Why This Guideline Change Is Good News for People With Myalgic Encephalomyelitis

Anyone who has ME (myalgic encephalomyelitis) or lives with someone who has it will know that you cannot just “push through” the fatigue. The more you ignore the symptoms, the more you spiral towards relapse.

When I first fell ill with ME, I, like many others, tried to push on. I was far too ill to work but I tried to go for walks, even a swim (when you struggle to get dressed or wash your hair, you’ll see how ridiculous that was).

At some point over the first year, I realized how detrimental this was. My health was steadily declining and I was becoming even more trapped in my bed. Once I started to reduce my (already minimal) activity level and introduce frequent rests in my day, I began to find some stability and relief from the worst of the symptoms.

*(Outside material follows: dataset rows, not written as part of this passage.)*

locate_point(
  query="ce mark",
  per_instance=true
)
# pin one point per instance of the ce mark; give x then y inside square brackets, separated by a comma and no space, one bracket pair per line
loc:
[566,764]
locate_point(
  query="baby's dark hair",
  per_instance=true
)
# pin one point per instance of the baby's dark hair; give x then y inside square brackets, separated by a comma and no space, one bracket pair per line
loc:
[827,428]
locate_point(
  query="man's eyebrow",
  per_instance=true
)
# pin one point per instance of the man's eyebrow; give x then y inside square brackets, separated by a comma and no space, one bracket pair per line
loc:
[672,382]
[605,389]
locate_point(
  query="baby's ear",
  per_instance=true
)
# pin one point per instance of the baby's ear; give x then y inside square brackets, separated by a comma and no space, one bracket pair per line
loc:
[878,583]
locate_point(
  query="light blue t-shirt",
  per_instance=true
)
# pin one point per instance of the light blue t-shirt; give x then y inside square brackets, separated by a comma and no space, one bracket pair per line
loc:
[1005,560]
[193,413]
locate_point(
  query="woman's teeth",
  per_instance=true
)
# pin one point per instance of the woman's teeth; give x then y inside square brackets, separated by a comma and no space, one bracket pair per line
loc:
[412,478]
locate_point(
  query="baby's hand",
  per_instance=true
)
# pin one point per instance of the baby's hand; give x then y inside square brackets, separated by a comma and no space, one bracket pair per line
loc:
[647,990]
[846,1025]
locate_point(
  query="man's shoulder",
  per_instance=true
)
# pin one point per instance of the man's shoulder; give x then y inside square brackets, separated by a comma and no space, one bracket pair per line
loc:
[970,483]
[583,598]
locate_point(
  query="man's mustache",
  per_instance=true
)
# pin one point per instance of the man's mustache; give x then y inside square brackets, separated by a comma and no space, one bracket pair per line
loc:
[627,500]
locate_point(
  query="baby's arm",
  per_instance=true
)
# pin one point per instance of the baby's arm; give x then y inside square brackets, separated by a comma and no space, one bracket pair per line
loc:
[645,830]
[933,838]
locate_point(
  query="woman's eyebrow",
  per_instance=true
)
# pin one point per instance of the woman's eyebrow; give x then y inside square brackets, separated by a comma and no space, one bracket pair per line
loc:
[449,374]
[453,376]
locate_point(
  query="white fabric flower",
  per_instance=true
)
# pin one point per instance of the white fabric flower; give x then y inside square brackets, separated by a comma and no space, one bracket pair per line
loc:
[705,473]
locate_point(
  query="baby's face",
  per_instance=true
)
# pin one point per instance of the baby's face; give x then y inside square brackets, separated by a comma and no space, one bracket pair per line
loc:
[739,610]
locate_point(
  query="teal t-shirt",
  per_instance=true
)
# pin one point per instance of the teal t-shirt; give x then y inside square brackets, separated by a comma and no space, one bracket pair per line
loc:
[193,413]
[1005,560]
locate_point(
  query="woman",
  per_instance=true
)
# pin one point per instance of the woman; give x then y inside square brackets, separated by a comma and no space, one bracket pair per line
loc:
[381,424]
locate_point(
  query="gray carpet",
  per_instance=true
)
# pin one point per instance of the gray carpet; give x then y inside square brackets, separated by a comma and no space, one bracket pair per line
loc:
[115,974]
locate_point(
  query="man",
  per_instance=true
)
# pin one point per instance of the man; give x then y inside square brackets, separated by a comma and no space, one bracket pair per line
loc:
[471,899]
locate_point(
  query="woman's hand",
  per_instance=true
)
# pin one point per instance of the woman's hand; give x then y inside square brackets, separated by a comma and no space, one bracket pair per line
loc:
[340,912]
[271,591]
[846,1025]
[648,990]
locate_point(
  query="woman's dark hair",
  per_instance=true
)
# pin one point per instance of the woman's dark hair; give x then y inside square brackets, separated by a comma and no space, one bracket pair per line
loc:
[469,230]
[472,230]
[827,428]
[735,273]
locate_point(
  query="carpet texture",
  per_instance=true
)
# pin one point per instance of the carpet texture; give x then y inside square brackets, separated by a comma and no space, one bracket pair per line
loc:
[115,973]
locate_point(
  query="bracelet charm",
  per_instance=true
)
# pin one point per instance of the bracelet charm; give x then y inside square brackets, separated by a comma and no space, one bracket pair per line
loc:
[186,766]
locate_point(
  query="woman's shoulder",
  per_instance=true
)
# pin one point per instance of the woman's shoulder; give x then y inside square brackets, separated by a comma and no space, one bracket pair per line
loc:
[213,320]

For over a decade, the NICE (National Institute for Health and Care Excellence) guideline for ME has advocated the use of Graded Exercise Therapy (GET) for the treatment of ME. Graded Exercise Therapy is based on the PACE trial which included flawed data and conflicts of interest amongst the investigators (namely their relationships with disability insurance companies). The PACE results have since been largely disproven but still NICE have kept them in their guidelines.

According to the NHS website: “GET is a structured exercise programme that aims to gradually increase how long you can carry out a physical activity. It usually involves exercise that raises your heart rate, such as swimming or walking.”

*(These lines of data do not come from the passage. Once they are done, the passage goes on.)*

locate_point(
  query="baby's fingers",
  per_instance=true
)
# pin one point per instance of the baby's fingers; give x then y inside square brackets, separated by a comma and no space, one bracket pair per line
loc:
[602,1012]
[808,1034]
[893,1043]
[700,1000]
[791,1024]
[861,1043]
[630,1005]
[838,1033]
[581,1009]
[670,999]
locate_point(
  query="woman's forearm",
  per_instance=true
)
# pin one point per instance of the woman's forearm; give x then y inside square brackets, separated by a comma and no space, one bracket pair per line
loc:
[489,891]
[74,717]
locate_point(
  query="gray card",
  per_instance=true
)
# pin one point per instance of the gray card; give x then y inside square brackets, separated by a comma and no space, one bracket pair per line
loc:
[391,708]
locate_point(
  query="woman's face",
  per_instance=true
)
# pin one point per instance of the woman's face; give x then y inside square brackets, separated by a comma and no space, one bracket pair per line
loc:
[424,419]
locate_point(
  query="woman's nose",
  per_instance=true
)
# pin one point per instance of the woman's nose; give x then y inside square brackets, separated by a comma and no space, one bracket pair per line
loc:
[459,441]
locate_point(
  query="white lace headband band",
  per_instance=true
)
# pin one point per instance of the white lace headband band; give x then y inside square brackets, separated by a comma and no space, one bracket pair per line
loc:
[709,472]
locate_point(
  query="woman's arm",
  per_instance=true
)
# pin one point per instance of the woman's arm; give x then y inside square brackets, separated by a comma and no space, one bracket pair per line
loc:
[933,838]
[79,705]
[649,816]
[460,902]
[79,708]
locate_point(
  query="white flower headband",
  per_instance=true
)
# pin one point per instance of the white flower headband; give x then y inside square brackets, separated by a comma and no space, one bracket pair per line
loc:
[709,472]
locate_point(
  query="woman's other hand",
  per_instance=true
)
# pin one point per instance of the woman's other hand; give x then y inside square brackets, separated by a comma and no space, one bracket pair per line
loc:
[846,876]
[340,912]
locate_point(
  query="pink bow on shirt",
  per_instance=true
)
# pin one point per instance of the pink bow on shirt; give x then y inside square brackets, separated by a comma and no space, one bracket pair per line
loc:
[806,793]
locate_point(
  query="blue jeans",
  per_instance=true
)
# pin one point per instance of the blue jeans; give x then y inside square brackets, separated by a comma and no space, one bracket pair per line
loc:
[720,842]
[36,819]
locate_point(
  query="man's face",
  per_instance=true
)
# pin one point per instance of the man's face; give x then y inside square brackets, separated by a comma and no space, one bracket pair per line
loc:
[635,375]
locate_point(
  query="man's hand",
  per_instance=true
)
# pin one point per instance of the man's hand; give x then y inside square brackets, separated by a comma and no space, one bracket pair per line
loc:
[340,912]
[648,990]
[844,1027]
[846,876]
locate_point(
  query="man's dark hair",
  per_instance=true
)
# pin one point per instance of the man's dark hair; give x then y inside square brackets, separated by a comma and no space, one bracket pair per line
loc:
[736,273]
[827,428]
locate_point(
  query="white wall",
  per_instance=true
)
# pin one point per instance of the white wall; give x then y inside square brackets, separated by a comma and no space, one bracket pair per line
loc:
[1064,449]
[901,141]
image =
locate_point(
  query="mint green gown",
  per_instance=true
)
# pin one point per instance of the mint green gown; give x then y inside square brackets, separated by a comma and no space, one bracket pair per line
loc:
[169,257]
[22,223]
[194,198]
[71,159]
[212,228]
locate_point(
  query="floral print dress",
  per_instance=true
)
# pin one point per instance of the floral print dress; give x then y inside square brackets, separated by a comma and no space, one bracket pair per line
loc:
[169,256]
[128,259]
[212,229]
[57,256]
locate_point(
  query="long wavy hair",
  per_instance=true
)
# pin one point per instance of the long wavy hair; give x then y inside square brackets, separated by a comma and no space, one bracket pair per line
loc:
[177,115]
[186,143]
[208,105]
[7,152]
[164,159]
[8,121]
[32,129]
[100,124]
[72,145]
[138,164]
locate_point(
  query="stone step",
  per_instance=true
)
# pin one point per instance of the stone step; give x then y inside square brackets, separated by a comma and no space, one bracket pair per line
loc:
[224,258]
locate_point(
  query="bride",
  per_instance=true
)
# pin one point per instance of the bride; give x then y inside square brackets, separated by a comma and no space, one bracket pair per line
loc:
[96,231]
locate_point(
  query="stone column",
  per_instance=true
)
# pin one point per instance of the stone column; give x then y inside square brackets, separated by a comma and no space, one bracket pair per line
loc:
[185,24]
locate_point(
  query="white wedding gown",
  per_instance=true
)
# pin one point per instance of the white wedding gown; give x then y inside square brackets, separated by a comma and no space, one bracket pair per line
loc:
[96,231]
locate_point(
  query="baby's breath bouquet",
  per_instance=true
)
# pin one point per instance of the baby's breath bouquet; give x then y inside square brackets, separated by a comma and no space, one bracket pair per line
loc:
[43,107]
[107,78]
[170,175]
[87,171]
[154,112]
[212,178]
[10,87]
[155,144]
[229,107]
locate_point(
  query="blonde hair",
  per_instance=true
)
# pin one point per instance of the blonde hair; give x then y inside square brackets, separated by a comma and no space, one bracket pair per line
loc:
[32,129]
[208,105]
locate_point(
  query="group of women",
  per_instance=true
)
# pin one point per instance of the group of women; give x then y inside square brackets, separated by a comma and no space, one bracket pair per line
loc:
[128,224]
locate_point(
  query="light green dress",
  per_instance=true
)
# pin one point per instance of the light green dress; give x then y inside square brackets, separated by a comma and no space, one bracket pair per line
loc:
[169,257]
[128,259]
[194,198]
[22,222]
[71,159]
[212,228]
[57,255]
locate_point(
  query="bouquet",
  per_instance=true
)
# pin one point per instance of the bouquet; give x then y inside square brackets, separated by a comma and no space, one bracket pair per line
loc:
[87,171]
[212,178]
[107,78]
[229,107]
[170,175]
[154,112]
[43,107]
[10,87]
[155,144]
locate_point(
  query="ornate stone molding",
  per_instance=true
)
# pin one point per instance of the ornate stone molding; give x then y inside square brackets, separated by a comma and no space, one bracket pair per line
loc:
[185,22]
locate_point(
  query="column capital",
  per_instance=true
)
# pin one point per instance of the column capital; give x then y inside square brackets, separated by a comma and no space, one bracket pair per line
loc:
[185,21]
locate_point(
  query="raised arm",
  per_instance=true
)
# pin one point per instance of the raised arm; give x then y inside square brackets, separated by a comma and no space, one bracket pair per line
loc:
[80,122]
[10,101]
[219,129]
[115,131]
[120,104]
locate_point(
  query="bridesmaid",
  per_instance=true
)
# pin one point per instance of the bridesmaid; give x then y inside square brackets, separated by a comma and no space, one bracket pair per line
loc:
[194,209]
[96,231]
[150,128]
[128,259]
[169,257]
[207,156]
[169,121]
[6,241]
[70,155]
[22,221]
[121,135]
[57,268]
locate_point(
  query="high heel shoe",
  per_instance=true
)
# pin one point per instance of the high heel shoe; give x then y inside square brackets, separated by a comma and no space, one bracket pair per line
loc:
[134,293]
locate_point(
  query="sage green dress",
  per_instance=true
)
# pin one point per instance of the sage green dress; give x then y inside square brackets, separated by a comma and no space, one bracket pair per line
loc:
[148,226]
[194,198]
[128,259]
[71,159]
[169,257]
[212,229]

This kind of advice makes my jaw drop so far it hits the floor. From experience, I know this is the worst possible advice for people who have ME. Before I fell ill, I hated to go a day without exercising. Having ME does not mean we are lazy and exercise-averse.

Unfortunately, NICE guidelines are seen as best practice for the medical profession in the UK to follow. Numerous patients with ME have been forced to do Graded Exercise Therapy resulting in much harm and in some cases, even hospitalization. Furthermore, the advocation of GET and also Cognitive Behavior Training (CBT) has only increased stigma within the medical profession and society that people with ME are responsible for our symptoms.

Which leads me to today — November, 10 2020 – when the UK ME community woke to the news that NICE had published a new draft guideline. Whilst the 72 pages need to be studied in detail before full conclusions can be drawn, the main headlines are clear:

1. Physical activity or exercise or GET should NOT be offered as a treatment or cure for ME.

2. CBT should not be offered as a treatment or cure for ME (but can be offered as support in managing the distress of a chronic illness if the patient wishes).

I, amongst many others, cannot believe this has finally happened. And it is only due to the tireless campaigning and work from ME charities and individuals to whom we will always be grateful.

We cannot help the individuals who have already suffered so much from the PACE trial and the NICE guidelines. But this is a huge step in the right direction. And hopefully it marks the start of change within medical profession. We already face so many battles with our symptoms. If we can finally have the support of doctors, that will be one less thing to fight.

It is important to note that this is still a draft guideline and it is vital it is seen through to fruition.

ME is a biological illness and it needs biological treatments and cures. With GET no longer on the NICE guidelines, there is hope on the horizon.